But Oxfordshire councils have previously said they have followed updated estimates for their housing plans, which predict a smaller level of growth than the 2014 study.

Cherwell District Council confirmed it would be appearing in court to defend the partial review of its Local Plan.

The council's Local Plan is a blueprint for where new homes can be built in northern Oxfordshire.

It was adopted in 2015, but a Government inspector was not happy with the parts of the plan to help Oxford meet its unmet housing need.

One of the sites Cherwell District Council had set aside near Woodstock for a portion of the 4,400 homes, aimed at Oxford commuters, was removed from the plan.

The council then voted to spread these homes out across the other areas it had set aside for homes.
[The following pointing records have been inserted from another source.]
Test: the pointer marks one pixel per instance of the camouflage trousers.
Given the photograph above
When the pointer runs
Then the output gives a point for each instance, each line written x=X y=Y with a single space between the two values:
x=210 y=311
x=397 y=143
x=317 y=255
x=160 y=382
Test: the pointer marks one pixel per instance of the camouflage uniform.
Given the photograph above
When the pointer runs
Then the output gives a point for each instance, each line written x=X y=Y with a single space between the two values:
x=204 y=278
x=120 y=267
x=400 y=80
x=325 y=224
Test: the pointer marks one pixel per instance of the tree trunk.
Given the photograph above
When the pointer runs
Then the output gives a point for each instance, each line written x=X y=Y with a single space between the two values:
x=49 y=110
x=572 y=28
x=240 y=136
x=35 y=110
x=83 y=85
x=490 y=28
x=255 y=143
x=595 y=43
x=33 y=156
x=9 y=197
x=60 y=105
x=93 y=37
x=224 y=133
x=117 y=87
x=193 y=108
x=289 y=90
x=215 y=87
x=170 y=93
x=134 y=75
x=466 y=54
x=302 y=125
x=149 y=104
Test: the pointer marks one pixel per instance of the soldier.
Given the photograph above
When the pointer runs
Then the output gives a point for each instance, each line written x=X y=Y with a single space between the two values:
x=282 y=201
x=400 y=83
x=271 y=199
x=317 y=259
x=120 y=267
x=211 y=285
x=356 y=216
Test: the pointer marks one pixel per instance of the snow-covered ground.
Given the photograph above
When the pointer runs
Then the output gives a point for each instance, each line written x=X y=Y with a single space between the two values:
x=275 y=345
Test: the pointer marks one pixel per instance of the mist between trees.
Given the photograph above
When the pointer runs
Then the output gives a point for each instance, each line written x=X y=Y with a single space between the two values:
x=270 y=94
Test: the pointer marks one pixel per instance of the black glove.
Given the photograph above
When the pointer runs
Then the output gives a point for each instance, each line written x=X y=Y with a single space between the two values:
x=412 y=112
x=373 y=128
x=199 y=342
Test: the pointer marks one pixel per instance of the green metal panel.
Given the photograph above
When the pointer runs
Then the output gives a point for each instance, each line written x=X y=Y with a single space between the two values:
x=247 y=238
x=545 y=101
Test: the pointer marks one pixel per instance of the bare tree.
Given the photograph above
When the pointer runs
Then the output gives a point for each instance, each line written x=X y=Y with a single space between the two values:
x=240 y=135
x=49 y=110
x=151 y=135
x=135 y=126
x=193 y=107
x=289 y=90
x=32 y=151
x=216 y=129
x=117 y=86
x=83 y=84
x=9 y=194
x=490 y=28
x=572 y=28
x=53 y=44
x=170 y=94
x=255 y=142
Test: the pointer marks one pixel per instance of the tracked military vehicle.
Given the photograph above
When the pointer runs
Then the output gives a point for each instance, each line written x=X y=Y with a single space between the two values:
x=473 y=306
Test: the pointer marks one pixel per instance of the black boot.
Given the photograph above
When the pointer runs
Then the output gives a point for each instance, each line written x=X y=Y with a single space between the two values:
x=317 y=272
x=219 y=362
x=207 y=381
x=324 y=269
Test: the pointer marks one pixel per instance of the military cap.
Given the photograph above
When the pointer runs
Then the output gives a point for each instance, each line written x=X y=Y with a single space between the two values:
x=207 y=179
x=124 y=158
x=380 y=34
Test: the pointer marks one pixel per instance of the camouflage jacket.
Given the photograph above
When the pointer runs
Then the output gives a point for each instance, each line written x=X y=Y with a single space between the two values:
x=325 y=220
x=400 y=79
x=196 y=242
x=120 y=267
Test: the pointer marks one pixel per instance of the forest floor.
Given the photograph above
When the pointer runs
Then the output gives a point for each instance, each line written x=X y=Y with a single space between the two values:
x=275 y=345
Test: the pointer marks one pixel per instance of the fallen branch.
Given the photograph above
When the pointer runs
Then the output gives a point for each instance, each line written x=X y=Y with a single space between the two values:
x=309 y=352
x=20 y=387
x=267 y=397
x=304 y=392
There are a total of six sites for housing within what is called the Local Plan Partial Review, and one piece of land set aside to replace the North Oxford Golf Club.

Other building work is also planned to the north of the city within its own borders, including the Oxford North development, which could provide 480 new homes and huge lab spaces.

The development has been the subject of several protests by Wolvercote residents.

There are also plans for 134 new homes at St Frideswide Farm, north of Cutteslowe Park, recently submitted to Oxford City Council planners for approval.

Oxford University, as well as Christ Church, Exeter and Merton colleges, all landowners of the housing sites, were contacted for comment.